General Hux is going down with his ship. Or, rather, his base. 

As commanding officer, it's his duty—his privilege—to do so. If he's a little less enthusiastic at the prospect than he would have been a few years ago, that has absolutely no bearing on what he needs to do. 

“Commander Mitaka,” Hux barks. An X-wing streaks past the viewscreen, flying low to the ground. “I want all civilians evacuated at once. Get as many TIEs as possible to shield the shuttle until it's out of range.” Hopefully, not even the Resistance are depraved enough to fire on an obvious evacuation ship, but he can't leave that to chance. 

“Yes, sir.” 

“Then I want every last man in the hangar. 'Troopers, techs, officers, anyone who can fire a blaster. Those bastards are not getting in here.” 

“No, sir.” 

The force of an explosion rocks the building, knocking Hux to the floor. He scrambles to his feet. On the screen beside him, an X-wing spins away, flaming, but the damage is already done. Hux steps over the fallen officer beside him and takes the woman's seat himself, putting on the headset just in time to see another X-wing soar into view. “Fire on my mark, bearing eight-five-zero-point-one-seven.” He watches until the X-wing is in range, holding his nerve until he can practically see the pilot's smirking face. 

“Fire!” 

A warm thrill of satisfaction fills Hux as the X-wing explodes in front of him. The triumph doesn't last long. At once, two more appear to take the downed ship's place. Hux prepares to repeat his order when behind him, a small voice says, “Daddy!”

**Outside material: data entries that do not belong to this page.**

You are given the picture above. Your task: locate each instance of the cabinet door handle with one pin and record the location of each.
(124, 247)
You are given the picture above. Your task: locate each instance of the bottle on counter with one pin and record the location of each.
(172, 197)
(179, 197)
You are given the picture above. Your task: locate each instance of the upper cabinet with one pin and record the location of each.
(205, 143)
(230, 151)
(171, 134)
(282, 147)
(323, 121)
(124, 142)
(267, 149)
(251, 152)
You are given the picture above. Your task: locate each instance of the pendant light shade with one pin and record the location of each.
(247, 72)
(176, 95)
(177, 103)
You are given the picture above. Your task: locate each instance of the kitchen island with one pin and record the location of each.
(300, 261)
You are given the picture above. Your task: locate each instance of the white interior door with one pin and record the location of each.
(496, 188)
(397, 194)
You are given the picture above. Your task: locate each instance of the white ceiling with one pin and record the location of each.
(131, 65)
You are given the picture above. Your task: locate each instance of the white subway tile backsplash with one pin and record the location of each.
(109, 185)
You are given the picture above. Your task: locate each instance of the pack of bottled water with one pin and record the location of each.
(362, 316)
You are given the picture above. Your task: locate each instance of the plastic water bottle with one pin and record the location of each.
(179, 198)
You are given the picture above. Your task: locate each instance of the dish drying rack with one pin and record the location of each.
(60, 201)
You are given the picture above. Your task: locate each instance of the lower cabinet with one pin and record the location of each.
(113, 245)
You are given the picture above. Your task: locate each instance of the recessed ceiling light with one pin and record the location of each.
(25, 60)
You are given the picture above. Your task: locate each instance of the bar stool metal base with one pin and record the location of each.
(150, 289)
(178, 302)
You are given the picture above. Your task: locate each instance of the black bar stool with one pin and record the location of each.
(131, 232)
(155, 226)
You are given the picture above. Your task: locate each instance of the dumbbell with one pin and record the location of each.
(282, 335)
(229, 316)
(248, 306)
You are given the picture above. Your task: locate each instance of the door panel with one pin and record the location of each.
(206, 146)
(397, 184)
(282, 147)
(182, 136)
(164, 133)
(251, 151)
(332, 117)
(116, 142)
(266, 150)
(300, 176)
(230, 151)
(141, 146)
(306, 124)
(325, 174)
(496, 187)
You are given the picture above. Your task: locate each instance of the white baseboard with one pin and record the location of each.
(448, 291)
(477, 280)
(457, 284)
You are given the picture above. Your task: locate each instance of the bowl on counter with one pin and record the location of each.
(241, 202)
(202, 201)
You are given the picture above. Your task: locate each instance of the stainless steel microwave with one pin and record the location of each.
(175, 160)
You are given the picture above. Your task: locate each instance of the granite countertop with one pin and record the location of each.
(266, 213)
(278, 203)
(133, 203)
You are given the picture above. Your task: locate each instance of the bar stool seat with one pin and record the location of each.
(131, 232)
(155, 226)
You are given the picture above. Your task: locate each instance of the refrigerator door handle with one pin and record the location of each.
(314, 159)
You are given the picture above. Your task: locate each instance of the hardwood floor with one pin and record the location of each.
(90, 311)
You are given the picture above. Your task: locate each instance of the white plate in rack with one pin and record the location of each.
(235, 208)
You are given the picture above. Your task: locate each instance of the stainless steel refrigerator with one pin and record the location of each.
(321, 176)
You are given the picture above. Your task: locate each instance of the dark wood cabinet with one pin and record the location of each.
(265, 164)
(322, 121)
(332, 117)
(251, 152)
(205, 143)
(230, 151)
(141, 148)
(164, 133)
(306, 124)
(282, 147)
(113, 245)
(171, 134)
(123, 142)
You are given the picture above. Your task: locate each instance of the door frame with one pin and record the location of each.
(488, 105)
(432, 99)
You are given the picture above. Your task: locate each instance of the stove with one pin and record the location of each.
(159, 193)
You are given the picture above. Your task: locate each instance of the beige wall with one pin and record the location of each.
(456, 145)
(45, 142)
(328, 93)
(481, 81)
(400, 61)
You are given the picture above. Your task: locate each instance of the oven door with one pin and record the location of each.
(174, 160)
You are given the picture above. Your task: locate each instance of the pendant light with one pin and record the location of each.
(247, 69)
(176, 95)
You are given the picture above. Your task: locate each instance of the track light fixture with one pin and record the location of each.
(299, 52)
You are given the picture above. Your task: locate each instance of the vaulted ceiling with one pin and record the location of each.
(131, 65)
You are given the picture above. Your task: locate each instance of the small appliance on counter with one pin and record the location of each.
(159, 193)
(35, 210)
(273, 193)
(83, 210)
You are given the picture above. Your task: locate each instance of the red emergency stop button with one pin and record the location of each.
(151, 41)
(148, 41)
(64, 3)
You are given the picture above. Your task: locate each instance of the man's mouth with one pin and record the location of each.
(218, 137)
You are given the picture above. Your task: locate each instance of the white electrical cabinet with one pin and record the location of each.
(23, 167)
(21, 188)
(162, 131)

Hux swivels in his chair. “What are you doing here?” Ren and Rey stand on the command deck, the little girl in Ren's arms. A cut mars Ren's forehead, bleeding into his eyebrow, but Rey seems unharmed. Wearing her little blue nightgown, she clutches her stuffed bantha to her chest, her eyes wide with fear. 

“We need to talk,” Ren growls. 

“It's really not the moment. Get on the evac shuttle, both of you.” A pang of emotion, unbidden and unnecessary, shoots through Hux. _I'll never see them again._ “I'll be with you soon,” he lies. 

“Hux.” The room heaves again, support beams groaning. Rey clings to Ren, who braces himself against a console to keep from falling. 

Hux pulls off the headset. “Mitaka." He looks at his second-in-command. “Take over here. I'll be back in a moment.” 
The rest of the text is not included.